So, you think the circuit feeding the bathrooms and garage bounces from device box to device box in the attic and is not con sealed inside any of the walls? I highly doubt this is the case which means IF you found a cable that was on the same circuit as the bathroom, and run a home run to the panel, it may (probably will) feed more than just re one bathroom.


----------



## CADPoint (Jul 5, 2007)

It'd take me two hours, to work it all! Don't look for short cuts!

Murphy's law will kick in and you'll be at it for three.... besides your already spend an hour here!


----------



## guy2073 (May 4, 2011)

Cangio said:


> I meant "line" voltage, not live voltage. No one has ever had a typo before?
> 
> Lol so hostile. I didn't realize this was a thread for immature comments such as "Haha. It's pretty obvious by his posts that he's not in any way, shape or form engaged in the electrical field."
> 
> I am new to the field, and i was looking for suggestions. Instead of spending two hours of my time to run this cable into the box, i was looking to cut it down to about an hour of my time. Finding the current cable in the attic and running a new homerun to it via a junction box would save a good amount of wire and the need to fish inside of the wall.


Just man up and do it. It would have been done by now. My guess it comes from a bedroom outlet. If you are worried about time, feed the new gfi from the panel, cap off old circuit, you will be enjoying a beer in under an hour.


----------



## 480sparky (Sep 20, 2007)

guy2073 said:


> Just man up and do it. It would have been done by now. My guess it comes from a bedroom outlet. If you are worried about time, feed the new gfi from the panel, cap off old circuit, you will be enjoying a beer in under an hour.


He doesn't want to save time. I wants it to be _easy_.... even if that means it will take 12 hours.



Cangio said:


> Yeah and i can identify this if i really wanted to right now with my meter, but i want something a lot easier. Not to mention the added expense of hiring a guy.


----------



## guy2073 (May 4, 2011)

If you want easier, just keep it the way it is. 

There done.

Who wants a beer


----------



## elecpatsfan (Oct 1, 2010)

Not to mention the existing circuit is probably wired in #14, you said bedroom and basement are on with the current bath plug. See if you have a chase going from basement to attic (beside chimney), run dedicated 20amp ckt with #12 cable


----------



## Cangio (May 23, 2014)

Thanks for the help. I've got it taken care of now. I didn't have a time frame of when i wanted to get it done, i just had a time frame on how long it would take. I didnt want to run a new cable right into the box because to me capping off the existing cable and leaving it in there sounded like a shortcut. What about boxfill? 

Thanks for all the help, i'm all set now.


----------



## EB Electric (Feb 8, 2013)

Yeah, you are all set! Now can you save us some time too? What is your address?
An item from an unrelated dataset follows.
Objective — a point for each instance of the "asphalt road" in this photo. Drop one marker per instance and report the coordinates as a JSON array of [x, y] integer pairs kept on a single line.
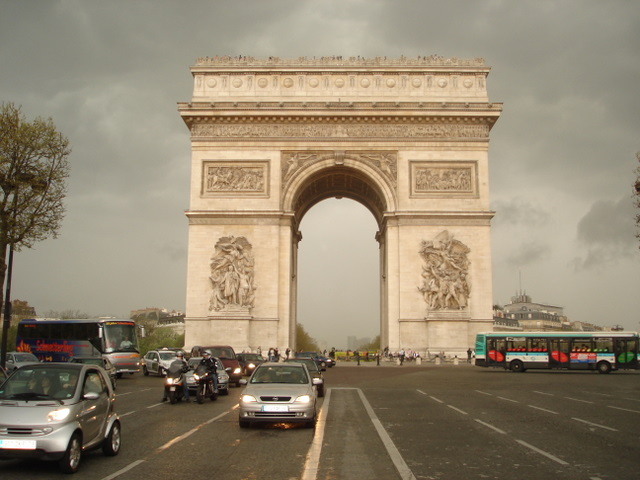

That will save somebody the time when they get a service call Monday morning!


----------



## 3xdad (Jan 25, 2011)

That's it? .."got it taken care of."

At least give some details and a couple pics.


----------



## Cangio (May 23, 2014)

There was 12 awg conductors already there. Another outlet was being hit from a second cable in the box so i just pigtailed the existing cables together and ran a new 12/2 to the box for the receptacle. All is good. I didn't take any pictures. I liked how when i went to take the existing splices apart, they were simply wire nutted together, without any sort of pigtail. :no:


----------



## 480sparky (Sep 20, 2007)

Cangio said:


> ......I didnt want to run a new cable right into the box because to me capping off the existing cable and leaving it in there sounded like a shortcut. What about boxfill? .........


As long as box fill isn't exceeded, capping off older circuits is perfectly legal. I've done it when updating kitchens & baths a lot over the years.


----------